Speeding up structure prediction
Predicting the 3D shape that proteins fold into has been one of biology’s unsolved ‘grand challenges’ since the discovery in 1953 of the structure of DNA itself. Before AI, structure prediction from sequence was an intensely time-consuming, not to say labour-intensive, process with little guarantee of getting an accurate result. The new data will still need to be validated and experimentally verified. But the AI tools can accurately predict protein structures in minutes to hours — compared with the months, or years, that it used to take to determine the structure of just one or two proteins. And that opens up possibilities for applications, for example in the engineering of enzymes to break down environmental pollutants such as microplastics.
Last week’s breakthrough depended not just on the sharing of open data, but on advances in fundamental science and technology. Since the 1960s, structural biologists have worked on parallel approaches to understanding the science of protein folding. One involves piecing together the structures of proteins by understanding the underlying physical forces. Another attempts to predict the shapes by making comparisons with closely related proteins, using an organism’s evolutionary history. And then there’s been the all-important role of imaging technologies, starting with X-ray crystallography and now cryo-electron microscopy.

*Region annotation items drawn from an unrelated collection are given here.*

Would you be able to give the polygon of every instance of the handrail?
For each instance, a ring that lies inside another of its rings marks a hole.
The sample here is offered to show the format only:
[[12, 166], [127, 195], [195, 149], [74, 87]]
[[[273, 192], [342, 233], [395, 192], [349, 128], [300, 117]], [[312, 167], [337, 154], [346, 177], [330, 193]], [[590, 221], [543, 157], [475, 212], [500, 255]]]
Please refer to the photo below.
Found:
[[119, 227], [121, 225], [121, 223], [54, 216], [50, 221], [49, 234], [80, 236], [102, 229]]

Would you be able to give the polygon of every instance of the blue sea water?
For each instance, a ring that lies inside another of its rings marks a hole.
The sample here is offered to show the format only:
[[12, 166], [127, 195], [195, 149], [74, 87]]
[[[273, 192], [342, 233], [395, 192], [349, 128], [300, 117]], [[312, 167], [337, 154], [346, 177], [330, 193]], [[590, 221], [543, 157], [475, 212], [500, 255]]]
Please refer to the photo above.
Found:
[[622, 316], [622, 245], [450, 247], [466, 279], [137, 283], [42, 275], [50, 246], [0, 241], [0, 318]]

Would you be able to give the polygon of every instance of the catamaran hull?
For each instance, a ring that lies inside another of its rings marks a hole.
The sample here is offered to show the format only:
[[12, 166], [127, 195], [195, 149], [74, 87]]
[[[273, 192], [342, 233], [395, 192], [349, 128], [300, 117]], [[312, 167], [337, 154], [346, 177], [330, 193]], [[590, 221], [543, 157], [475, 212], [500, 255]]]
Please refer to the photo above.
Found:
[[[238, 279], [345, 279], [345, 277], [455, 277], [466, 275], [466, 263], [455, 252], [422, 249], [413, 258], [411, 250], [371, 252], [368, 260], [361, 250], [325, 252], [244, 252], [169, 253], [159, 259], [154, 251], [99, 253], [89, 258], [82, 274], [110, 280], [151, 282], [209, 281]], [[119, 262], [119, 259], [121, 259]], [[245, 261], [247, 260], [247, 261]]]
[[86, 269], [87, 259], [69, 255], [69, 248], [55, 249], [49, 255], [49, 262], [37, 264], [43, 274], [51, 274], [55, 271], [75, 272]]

In the basic science of structural biology, key problems remain to be solved. Although AI in science and technology is good at producing accurate results, it doesn’t (at least for now) explain how, or why, those results happened. The teams at DeepMind, EBI-EMBL, the University of Washington and elsewhere should be congratulated for crucial breakthroughs. But there is still work to be done to unlock the science — the essential biology, chemistry and physics — of how and why proteins fold.
Public and private
In terms of significance, some are comparing the latest advances to the first draft human genome sequence 20 years ago. And it’s true that there are comparisons to be made. Both the Human Genome Project and DeepMind’s catalogue of human protein-structure predictions equip their fields with a tool that is set to markedly accelerate discovery.
The human genome’s first draft was the result of a race. Solving protein folding has also benefited from a kind of competition — an annual event called the Critical Assessment of Protein Structure Prediction (or CASP), which has been essential to getting a result.
Today’s research teams — just like those involved in early genome sequencing — needed open access to data. In making the data and the methodology openly available to all, DeepMind now sets a benchmark that will make it harder for other corporations in this space, such as Facebook and Microsoft, to continue arguing for proprietary data.
And so, what of the future? Over the past week, Nature interviewed nearly a dozen researchers in the field. The consensus is that it’s too early to predict exactly what impact the application of AI in the life sciences will have, except that any impact will be transformative.
Accurately predicting how AI will change biology needs good training data, which we don’t yet have. But in AI, the structural-biology research community — and its collaborators in other fields — have a vast trove of fresh data. In addition to its research and data, AI provides a window into models for research organization and management that universities should study. For today’s researchers, and those in future generations, there is much work to follow up on.